Genomic DNA samples were resuspended in 20 μl and subjected to bisulfite conversion using the Premium Bisulfite kit (Diagenode, Liège, Belgium) following manufacturer’s instructions. The converted DNA samples were eluted in 15 μL of elution buffer from the kit.
To determine the sensitivity and ruggedness of the bisulfite conversion, an assay was conducted on six different amounts of input DNA (1 ng, 5 ng, 10 ng, 20 ng, 50 ng and 100 ng), obtained by serial dilution of one sample of genomic DNA, and analyzed in triplicates.
To ensure the consistency and reliability of the results for both the training and validation samples, 20 ng of genomic DNA were used to perform the bisulfite conversion and all samples were analyzed in duplicate. A negative control (no DNA) was used to detect a potential contamination. Two additional controls were also included to validate each SNaPshot assay. First, a blood sample with a known profile was systematically included to assess the variability of results between series of SNaPshot analyses. Secondly, a control composed of unconverted and unmethylated human genomic DNA (Epitect Control DNA Set, Qiagen, Hilden, Germany) was included to assess the bisulfite conversion efficiency.

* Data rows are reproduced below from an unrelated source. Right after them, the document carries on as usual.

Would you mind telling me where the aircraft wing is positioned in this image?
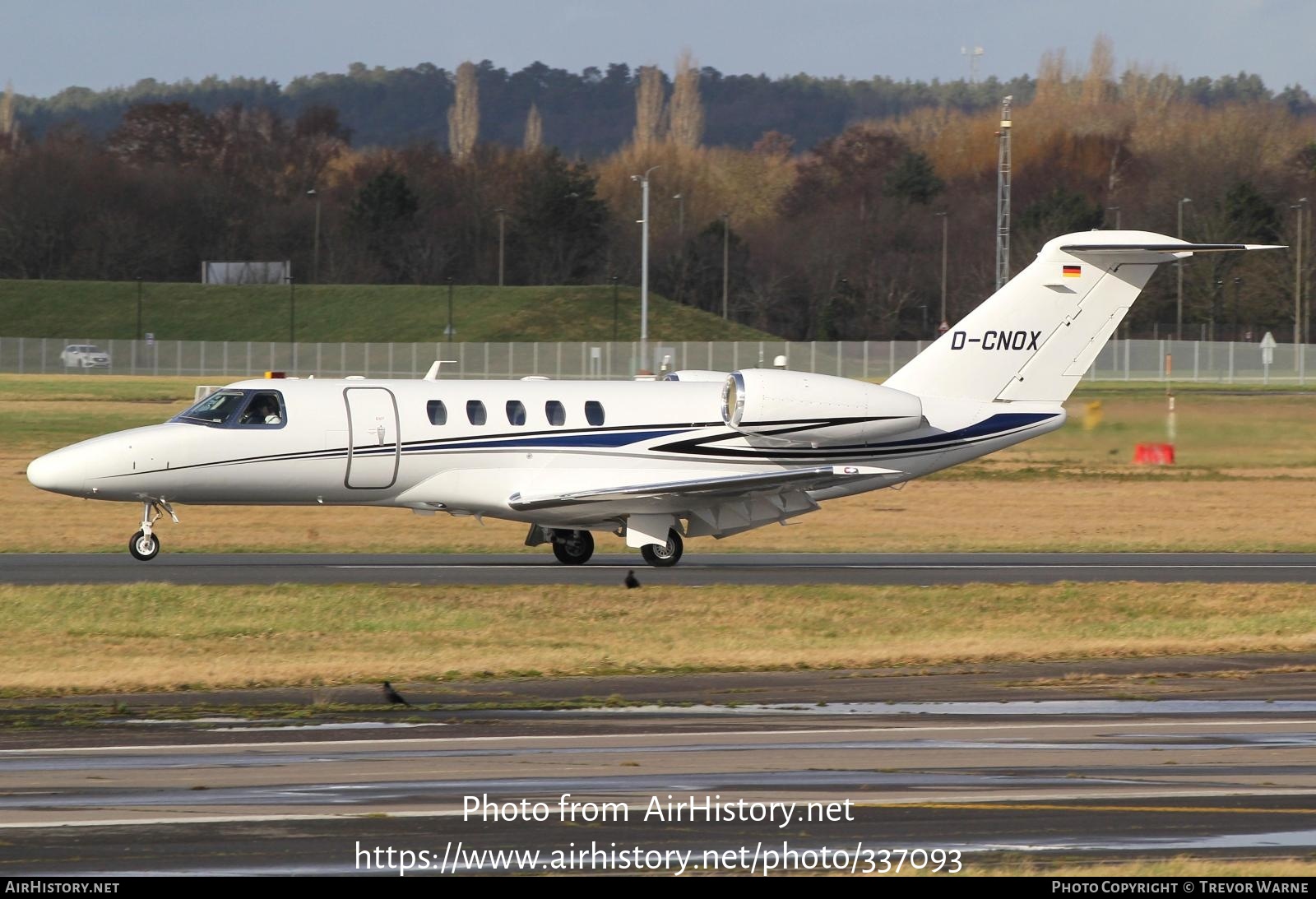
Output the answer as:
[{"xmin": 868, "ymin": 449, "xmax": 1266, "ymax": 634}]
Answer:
[{"xmin": 508, "ymin": 465, "xmax": 904, "ymax": 512}]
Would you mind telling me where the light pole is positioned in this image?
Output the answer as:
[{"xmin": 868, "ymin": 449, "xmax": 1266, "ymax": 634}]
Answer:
[
  {"xmin": 630, "ymin": 166, "xmax": 660, "ymax": 364},
  {"xmin": 934, "ymin": 211, "xmax": 950, "ymax": 331},
  {"xmin": 1288, "ymin": 196, "xmax": 1307, "ymax": 353},
  {"xmin": 494, "ymin": 206, "xmax": 507, "ymax": 287},
  {"xmin": 612, "ymin": 275, "xmax": 617, "ymax": 344},
  {"xmin": 447, "ymin": 276, "xmax": 452, "ymax": 344},
  {"xmin": 1233, "ymin": 276, "xmax": 1242, "ymax": 341},
  {"xmin": 722, "ymin": 212, "xmax": 732, "ymax": 321},
  {"xmin": 307, "ymin": 187, "xmax": 320, "ymax": 285},
  {"xmin": 1174, "ymin": 197, "xmax": 1193, "ymax": 340}
]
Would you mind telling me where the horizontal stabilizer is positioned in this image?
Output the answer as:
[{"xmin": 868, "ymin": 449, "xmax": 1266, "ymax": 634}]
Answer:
[
  {"xmin": 508, "ymin": 465, "xmax": 904, "ymax": 512},
  {"xmin": 1061, "ymin": 243, "xmax": 1285, "ymax": 255}
]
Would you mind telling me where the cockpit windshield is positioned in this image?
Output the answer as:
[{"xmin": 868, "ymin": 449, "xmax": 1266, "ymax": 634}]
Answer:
[{"xmin": 173, "ymin": 390, "xmax": 285, "ymax": 428}]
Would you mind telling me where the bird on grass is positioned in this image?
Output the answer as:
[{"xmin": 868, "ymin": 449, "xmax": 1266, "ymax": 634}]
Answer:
[{"xmin": 384, "ymin": 680, "xmax": 410, "ymax": 706}]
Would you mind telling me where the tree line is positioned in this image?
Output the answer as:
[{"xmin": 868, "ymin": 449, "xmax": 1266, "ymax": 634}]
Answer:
[{"xmin": 0, "ymin": 39, "xmax": 1316, "ymax": 340}]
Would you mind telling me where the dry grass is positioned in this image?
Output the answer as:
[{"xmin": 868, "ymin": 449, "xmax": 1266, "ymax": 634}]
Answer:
[
  {"xmin": 0, "ymin": 377, "xmax": 1316, "ymax": 553},
  {"xmin": 7, "ymin": 583, "xmax": 1316, "ymax": 693}
]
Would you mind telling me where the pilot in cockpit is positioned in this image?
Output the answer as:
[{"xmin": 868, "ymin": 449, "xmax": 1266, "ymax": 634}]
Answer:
[{"xmin": 241, "ymin": 393, "xmax": 283, "ymax": 425}]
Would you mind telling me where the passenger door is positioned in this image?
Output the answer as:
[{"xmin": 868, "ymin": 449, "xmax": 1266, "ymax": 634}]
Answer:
[{"xmin": 342, "ymin": 387, "xmax": 401, "ymax": 489}]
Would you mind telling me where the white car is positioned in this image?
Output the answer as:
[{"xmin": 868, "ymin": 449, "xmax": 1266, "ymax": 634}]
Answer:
[{"xmin": 59, "ymin": 344, "xmax": 109, "ymax": 368}]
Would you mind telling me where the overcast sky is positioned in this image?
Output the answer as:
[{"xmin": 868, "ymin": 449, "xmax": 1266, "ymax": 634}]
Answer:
[{"xmin": 10, "ymin": 0, "xmax": 1316, "ymax": 96}]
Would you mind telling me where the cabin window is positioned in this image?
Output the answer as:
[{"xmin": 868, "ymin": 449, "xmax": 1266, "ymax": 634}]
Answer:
[{"xmin": 239, "ymin": 391, "xmax": 283, "ymax": 426}]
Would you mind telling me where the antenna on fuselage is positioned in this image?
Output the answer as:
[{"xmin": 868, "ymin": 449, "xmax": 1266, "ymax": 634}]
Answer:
[{"xmin": 421, "ymin": 359, "xmax": 456, "ymax": 380}]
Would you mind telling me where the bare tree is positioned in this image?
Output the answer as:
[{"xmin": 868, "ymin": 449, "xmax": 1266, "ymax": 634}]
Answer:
[
  {"xmin": 634, "ymin": 66, "xmax": 666, "ymax": 147},
  {"xmin": 447, "ymin": 61, "xmax": 480, "ymax": 162},
  {"xmin": 669, "ymin": 50, "xmax": 704, "ymax": 149},
  {"xmin": 522, "ymin": 103, "xmax": 544, "ymax": 153}
]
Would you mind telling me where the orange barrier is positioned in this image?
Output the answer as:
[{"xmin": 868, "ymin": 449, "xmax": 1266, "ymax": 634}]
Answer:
[{"xmin": 1133, "ymin": 443, "xmax": 1174, "ymax": 465}]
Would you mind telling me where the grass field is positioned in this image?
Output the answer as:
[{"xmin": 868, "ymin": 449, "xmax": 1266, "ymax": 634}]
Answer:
[
  {"xmin": 0, "ymin": 583, "xmax": 1316, "ymax": 695},
  {"xmin": 0, "ymin": 375, "xmax": 1316, "ymax": 553},
  {"xmin": 0, "ymin": 280, "xmax": 770, "ymax": 342}
]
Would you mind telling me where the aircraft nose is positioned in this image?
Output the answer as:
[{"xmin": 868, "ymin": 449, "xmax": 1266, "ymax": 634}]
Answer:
[{"xmin": 28, "ymin": 450, "xmax": 84, "ymax": 496}]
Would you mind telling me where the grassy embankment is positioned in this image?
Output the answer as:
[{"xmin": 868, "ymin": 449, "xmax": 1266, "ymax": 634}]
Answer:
[
  {"xmin": 0, "ymin": 572, "xmax": 1316, "ymax": 695},
  {"xmin": 0, "ymin": 280, "xmax": 772, "ymax": 342}
]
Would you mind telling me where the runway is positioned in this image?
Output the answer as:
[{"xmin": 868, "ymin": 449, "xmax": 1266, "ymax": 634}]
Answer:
[
  {"xmin": 0, "ymin": 656, "xmax": 1316, "ymax": 877},
  {"xmin": 0, "ymin": 553, "xmax": 1316, "ymax": 586}
]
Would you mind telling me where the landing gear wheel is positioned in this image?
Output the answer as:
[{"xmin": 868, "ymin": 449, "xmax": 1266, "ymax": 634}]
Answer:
[
  {"xmin": 127, "ymin": 531, "xmax": 160, "ymax": 562},
  {"xmin": 553, "ymin": 531, "xmax": 594, "ymax": 565},
  {"xmin": 640, "ymin": 531, "xmax": 684, "ymax": 568}
]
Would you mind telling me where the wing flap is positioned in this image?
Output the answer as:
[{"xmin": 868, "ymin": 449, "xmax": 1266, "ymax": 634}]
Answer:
[{"xmin": 508, "ymin": 465, "xmax": 904, "ymax": 512}]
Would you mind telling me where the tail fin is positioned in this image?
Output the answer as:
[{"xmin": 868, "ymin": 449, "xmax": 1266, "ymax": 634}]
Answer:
[{"xmin": 886, "ymin": 230, "xmax": 1278, "ymax": 403}]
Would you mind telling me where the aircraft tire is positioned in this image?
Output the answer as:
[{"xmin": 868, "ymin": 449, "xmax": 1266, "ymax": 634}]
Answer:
[
  {"xmin": 553, "ymin": 531, "xmax": 594, "ymax": 565},
  {"xmin": 640, "ymin": 529, "xmax": 684, "ymax": 568},
  {"xmin": 127, "ymin": 531, "xmax": 160, "ymax": 562}
]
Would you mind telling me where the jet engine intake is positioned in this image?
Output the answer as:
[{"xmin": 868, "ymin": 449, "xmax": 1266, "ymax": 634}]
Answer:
[{"xmin": 722, "ymin": 368, "xmax": 923, "ymax": 446}]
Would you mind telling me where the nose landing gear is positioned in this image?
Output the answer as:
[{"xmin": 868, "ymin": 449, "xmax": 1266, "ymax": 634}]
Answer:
[{"xmin": 127, "ymin": 499, "xmax": 178, "ymax": 562}]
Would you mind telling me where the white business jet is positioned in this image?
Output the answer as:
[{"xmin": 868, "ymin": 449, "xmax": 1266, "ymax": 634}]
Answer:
[{"xmin": 28, "ymin": 232, "xmax": 1268, "ymax": 566}]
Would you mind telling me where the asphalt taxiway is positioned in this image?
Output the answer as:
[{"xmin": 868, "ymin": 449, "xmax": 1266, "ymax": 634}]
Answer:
[
  {"xmin": 0, "ymin": 553, "xmax": 1316, "ymax": 586},
  {"xmin": 0, "ymin": 654, "xmax": 1316, "ymax": 877}
]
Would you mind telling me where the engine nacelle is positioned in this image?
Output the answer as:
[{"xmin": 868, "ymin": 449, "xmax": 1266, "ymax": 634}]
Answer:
[{"xmin": 722, "ymin": 368, "xmax": 923, "ymax": 446}]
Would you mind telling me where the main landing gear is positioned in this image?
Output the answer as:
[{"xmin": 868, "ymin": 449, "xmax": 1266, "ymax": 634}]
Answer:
[
  {"xmin": 127, "ymin": 499, "xmax": 178, "ymax": 562},
  {"xmin": 553, "ymin": 531, "xmax": 594, "ymax": 565},
  {"xmin": 640, "ymin": 528, "xmax": 684, "ymax": 568}
]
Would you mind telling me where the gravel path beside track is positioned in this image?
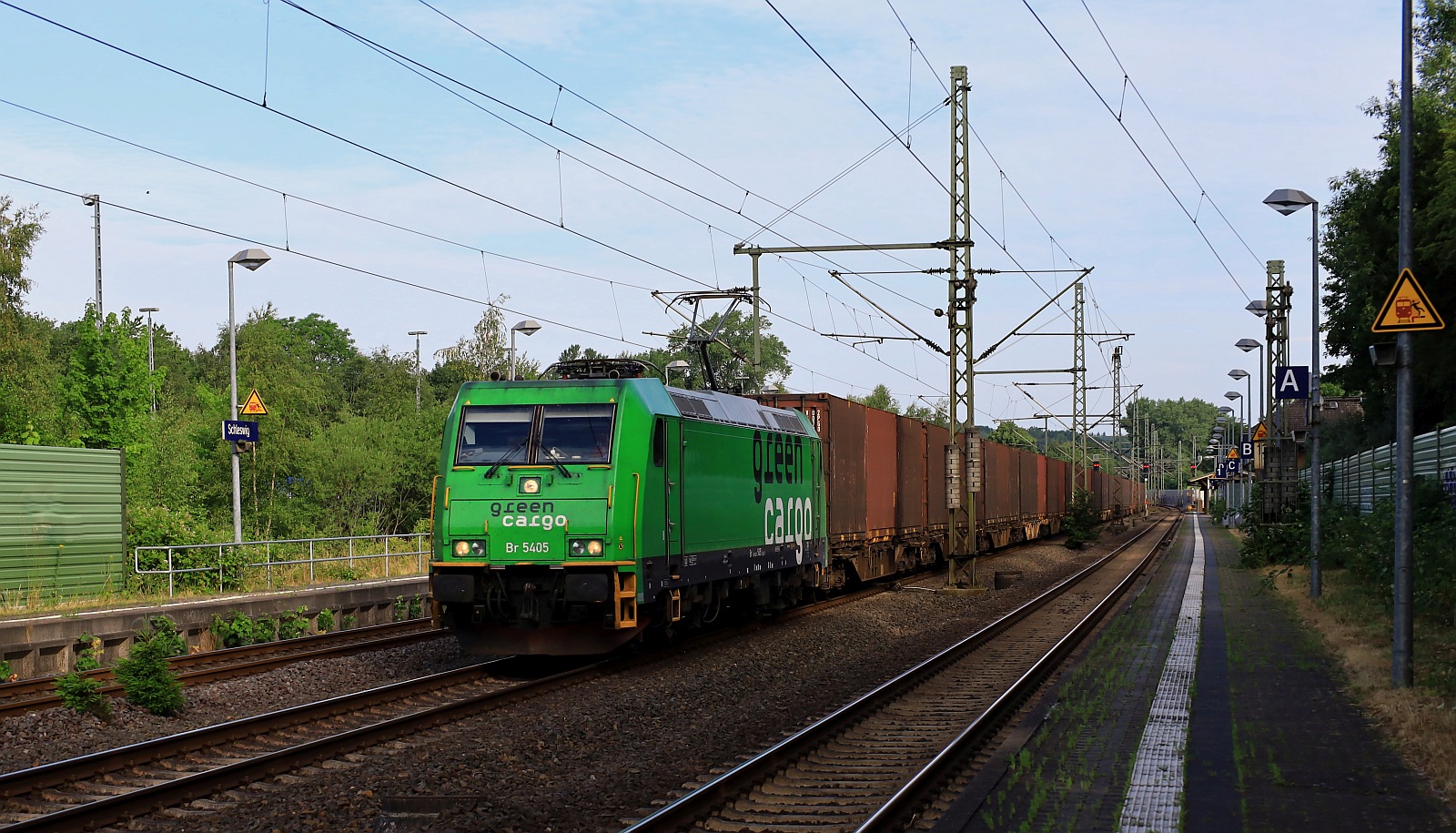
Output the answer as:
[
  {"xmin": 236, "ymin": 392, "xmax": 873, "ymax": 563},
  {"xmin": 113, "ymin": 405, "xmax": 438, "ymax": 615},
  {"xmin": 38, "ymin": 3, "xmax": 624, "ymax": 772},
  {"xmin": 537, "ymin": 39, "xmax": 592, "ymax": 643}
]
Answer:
[{"xmin": 0, "ymin": 524, "xmax": 1158, "ymax": 831}]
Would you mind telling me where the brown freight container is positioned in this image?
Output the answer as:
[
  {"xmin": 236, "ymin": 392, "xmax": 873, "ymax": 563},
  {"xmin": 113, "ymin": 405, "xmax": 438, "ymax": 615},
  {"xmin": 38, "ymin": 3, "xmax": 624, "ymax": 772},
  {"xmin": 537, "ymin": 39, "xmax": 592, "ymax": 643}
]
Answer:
[
  {"xmin": 757, "ymin": 393, "xmax": 869, "ymax": 544},
  {"xmin": 977, "ymin": 442, "xmax": 1021, "ymax": 523},
  {"xmin": 1016, "ymin": 449, "xmax": 1044, "ymax": 517},
  {"xmin": 895, "ymin": 417, "xmax": 929, "ymax": 530},
  {"xmin": 1036, "ymin": 454, "xmax": 1051, "ymax": 517},
  {"xmin": 861, "ymin": 405, "xmax": 900, "ymax": 534},
  {"xmin": 1046, "ymin": 459, "xmax": 1072, "ymax": 515},
  {"xmin": 925, "ymin": 422, "xmax": 951, "ymax": 525}
]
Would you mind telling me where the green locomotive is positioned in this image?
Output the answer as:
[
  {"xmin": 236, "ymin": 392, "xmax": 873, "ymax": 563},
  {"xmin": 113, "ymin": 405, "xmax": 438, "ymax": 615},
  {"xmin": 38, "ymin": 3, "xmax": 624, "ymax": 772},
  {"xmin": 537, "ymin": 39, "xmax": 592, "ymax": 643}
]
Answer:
[{"xmin": 431, "ymin": 360, "xmax": 828, "ymax": 654}]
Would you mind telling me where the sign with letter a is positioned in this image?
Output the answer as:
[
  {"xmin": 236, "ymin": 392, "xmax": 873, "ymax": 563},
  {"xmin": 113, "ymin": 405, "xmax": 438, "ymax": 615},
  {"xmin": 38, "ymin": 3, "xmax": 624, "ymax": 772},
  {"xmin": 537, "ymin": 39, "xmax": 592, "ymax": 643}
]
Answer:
[{"xmin": 1274, "ymin": 366, "xmax": 1309, "ymax": 399}]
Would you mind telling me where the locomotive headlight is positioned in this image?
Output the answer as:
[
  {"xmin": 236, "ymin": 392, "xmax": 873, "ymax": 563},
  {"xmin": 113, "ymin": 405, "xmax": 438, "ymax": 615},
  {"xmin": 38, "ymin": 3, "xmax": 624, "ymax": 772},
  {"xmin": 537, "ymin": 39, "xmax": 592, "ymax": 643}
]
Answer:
[{"xmin": 568, "ymin": 537, "xmax": 606, "ymax": 558}]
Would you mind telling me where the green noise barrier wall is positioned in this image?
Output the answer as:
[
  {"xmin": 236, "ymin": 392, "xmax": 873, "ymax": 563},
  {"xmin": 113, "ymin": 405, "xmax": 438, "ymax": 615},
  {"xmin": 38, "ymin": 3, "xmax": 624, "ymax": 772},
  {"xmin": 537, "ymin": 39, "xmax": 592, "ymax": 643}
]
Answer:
[{"xmin": 0, "ymin": 444, "xmax": 126, "ymax": 609}]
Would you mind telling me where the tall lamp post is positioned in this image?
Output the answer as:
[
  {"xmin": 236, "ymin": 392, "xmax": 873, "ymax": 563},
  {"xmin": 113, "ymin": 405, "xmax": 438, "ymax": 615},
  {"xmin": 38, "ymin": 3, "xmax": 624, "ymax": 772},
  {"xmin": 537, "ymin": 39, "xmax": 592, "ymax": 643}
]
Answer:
[
  {"xmin": 1233, "ymin": 338, "xmax": 1269, "ymax": 433},
  {"xmin": 410, "ymin": 330, "xmax": 430, "ymax": 412},
  {"xmin": 511, "ymin": 319, "xmax": 541, "ymax": 381},
  {"xmin": 1031, "ymin": 413, "xmax": 1051, "ymax": 457},
  {"xmin": 228, "ymin": 249, "xmax": 272, "ymax": 543},
  {"xmin": 1264, "ymin": 188, "xmax": 1320, "ymax": 598},
  {"xmin": 1228, "ymin": 369, "xmax": 1258, "ymax": 514},
  {"xmin": 141, "ymin": 308, "xmax": 162, "ymax": 413},
  {"xmin": 82, "ymin": 194, "xmax": 106, "ymax": 330},
  {"xmin": 1223, "ymin": 391, "xmax": 1249, "ymax": 518}
]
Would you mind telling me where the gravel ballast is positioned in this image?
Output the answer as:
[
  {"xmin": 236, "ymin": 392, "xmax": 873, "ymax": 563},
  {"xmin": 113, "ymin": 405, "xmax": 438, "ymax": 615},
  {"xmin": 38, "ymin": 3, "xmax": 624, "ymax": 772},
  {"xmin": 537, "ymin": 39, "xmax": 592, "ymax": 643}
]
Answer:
[{"xmin": 0, "ymin": 523, "xmax": 1145, "ymax": 831}]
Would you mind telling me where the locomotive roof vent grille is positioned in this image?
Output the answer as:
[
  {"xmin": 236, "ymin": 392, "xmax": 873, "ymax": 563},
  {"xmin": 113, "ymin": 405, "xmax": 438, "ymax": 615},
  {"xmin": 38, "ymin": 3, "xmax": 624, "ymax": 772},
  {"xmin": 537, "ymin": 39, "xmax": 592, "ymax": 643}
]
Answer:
[
  {"xmin": 668, "ymin": 393, "xmax": 713, "ymax": 420},
  {"xmin": 763, "ymin": 411, "xmax": 804, "ymax": 434}
]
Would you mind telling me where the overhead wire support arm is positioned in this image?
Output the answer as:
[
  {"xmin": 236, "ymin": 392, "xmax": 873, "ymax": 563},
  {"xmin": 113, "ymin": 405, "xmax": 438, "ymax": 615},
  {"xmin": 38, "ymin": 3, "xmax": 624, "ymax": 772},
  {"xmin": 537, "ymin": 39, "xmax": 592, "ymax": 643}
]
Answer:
[
  {"xmin": 976, "ymin": 267, "xmax": 1097, "ymax": 364},
  {"xmin": 828, "ymin": 269, "xmax": 949, "ymax": 355}
]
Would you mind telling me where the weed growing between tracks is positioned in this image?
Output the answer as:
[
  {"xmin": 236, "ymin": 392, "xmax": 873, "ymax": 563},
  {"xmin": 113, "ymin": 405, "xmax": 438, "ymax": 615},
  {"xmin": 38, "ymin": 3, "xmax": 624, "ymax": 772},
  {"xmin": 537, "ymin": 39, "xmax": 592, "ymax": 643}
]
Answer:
[
  {"xmin": 115, "ymin": 616, "xmax": 187, "ymax": 716},
  {"xmin": 974, "ymin": 547, "xmax": 1175, "ymax": 833},
  {"xmin": 56, "ymin": 671, "xmax": 111, "ymax": 721}
]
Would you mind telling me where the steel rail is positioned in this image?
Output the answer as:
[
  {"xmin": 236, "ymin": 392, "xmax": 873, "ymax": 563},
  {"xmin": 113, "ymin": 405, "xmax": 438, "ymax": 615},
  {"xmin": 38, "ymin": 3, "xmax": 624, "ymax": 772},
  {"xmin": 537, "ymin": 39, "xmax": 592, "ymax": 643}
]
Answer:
[
  {"xmin": 854, "ymin": 517, "xmax": 1182, "ymax": 833},
  {"xmin": 0, "ymin": 619, "xmax": 441, "ymax": 721},
  {"xmin": 0, "ymin": 587, "xmax": 884, "ymax": 833},
  {"xmin": 623, "ymin": 522, "xmax": 1175, "ymax": 833}
]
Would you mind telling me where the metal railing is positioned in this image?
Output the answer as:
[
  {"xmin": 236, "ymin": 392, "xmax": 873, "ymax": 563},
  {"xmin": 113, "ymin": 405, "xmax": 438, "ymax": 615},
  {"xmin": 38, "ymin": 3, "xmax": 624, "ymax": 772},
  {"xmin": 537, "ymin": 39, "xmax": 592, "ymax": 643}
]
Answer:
[
  {"xmin": 1300, "ymin": 425, "xmax": 1456, "ymax": 514},
  {"xmin": 133, "ymin": 532, "xmax": 430, "ymax": 597}
]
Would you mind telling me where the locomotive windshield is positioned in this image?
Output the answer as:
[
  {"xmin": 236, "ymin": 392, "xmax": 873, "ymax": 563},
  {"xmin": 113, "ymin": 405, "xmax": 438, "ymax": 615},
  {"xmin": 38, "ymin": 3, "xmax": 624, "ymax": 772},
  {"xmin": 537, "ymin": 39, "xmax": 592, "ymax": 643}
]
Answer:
[
  {"xmin": 456, "ymin": 405, "xmax": 536, "ymax": 466},
  {"xmin": 456, "ymin": 405, "xmax": 616, "ymax": 467},
  {"xmin": 537, "ymin": 405, "xmax": 612, "ymax": 463}
]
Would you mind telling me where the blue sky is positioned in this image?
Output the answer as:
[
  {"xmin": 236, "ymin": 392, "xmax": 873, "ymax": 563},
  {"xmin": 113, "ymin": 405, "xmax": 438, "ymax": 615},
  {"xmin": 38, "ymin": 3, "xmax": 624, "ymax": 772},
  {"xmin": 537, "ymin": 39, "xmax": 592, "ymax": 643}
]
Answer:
[{"xmin": 0, "ymin": 0, "xmax": 1400, "ymax": 423}]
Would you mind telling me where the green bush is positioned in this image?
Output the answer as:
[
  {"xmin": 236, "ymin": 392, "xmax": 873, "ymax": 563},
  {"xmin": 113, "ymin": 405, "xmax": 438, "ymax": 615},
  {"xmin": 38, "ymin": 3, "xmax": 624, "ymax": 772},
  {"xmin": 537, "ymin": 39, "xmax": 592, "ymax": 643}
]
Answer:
[
  {"xmin": 114, "ymin": 631, "xmax": 187, "ymax": 716},
  {"xmin": 136, "ymin": 616, "xmax": 187, "ymax": 656},
  {"xmin": 76, "ymin": 634, "xmax": 102, "ymax": 671},
  {"xmin": 278, "ymin": 607, "xmax": 308, "ymax": 639},
  {"xmin": 56, "ymin": 671, "xmax": 111, "ymax": 721},
  {"xmin": 1239, "ymin": 483, "xmax": 1309, "ymax": 569},
  {"xmin": 1061, "ymin": 489, "xmax": 1101, "ymax": 549},
  {"xmin": 1208, "ymin": 498, "xmax": 1228, "ymax": 524},
  {"xmin": 1328, "ymin": 478, "xmax": 1456, "ymax": 617},
  {"xmin": 211, "ymin": 610, "xmax": 278, "ymax": 648}
]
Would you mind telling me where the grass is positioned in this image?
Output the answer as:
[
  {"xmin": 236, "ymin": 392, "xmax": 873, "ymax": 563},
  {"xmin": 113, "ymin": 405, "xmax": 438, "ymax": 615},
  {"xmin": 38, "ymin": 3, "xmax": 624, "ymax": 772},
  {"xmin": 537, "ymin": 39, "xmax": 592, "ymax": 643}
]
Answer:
[
  {"xmin": 0, "ymin": 547, "xmax": 428, "ymax": 616},
  {"xmin": 1272, "ymin": 566, "xmax": 1456, "ymax": 809}
]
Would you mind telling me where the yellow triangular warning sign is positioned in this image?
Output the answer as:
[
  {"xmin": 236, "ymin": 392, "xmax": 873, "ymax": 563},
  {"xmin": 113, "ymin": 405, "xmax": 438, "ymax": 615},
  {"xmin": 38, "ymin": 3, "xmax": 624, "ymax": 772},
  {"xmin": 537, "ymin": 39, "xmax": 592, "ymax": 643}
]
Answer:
[
  {"xmin": 1370, "ymin": 269, "xmax": 1446, "ymax": 332},
  {"xmin": 238, "ymin": 391, "xmax": 268, "ymax": 417}
]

PCR, multiplex SNaPshot and capillary electrophoresis
The Polymerase Chain Reaction (PCR) steps, multiplex SNaPshot and capillary electrophoresis were carried out under the same conditions as previously described [33,34]. Briefly, five CpG sites, respectively located in the vicinity of the genes ELOVL2, FHL2, KLF14, C1orf132, and TRIM59 were considered in our study. The characteristics of the selected CpG sites are described in Table S1. Converted DNA samples were submitted to multiplex PCR amplification in 20 µL assays containing 2 µL of converted DNA, 4 µL of 5x primers mix (concentrations specified (Table S1), 11.6 µL of pure H2O, 2 µL of 10X Gold ST × R Buffer (Promega Corporation, Madison, WI, U.S.A), and 0.4 µL of AmpliTaq Gold® polymerase (Applied Biosystems, Foster City, CA, USA). The PCR amplification program began with an initial denaturation at 95 °C for 11 min, followed by 34 cycles encompassing denaturation at 94 °C for 20 s, annealing at 56 °C for 1 min, and extension at 72 °C for 30 s. Subsequently, the PCR amplification included a final extension step at 72 °C for 7 min.
Next, 2 µL of ExoSAP-ITTM (Applied Biosystems, Foster City, CA, USA) were added to 10µL of each PCR-amplified products, and the digestion was conducted 45 min at 37 °C followed by 15 min at 80 °C.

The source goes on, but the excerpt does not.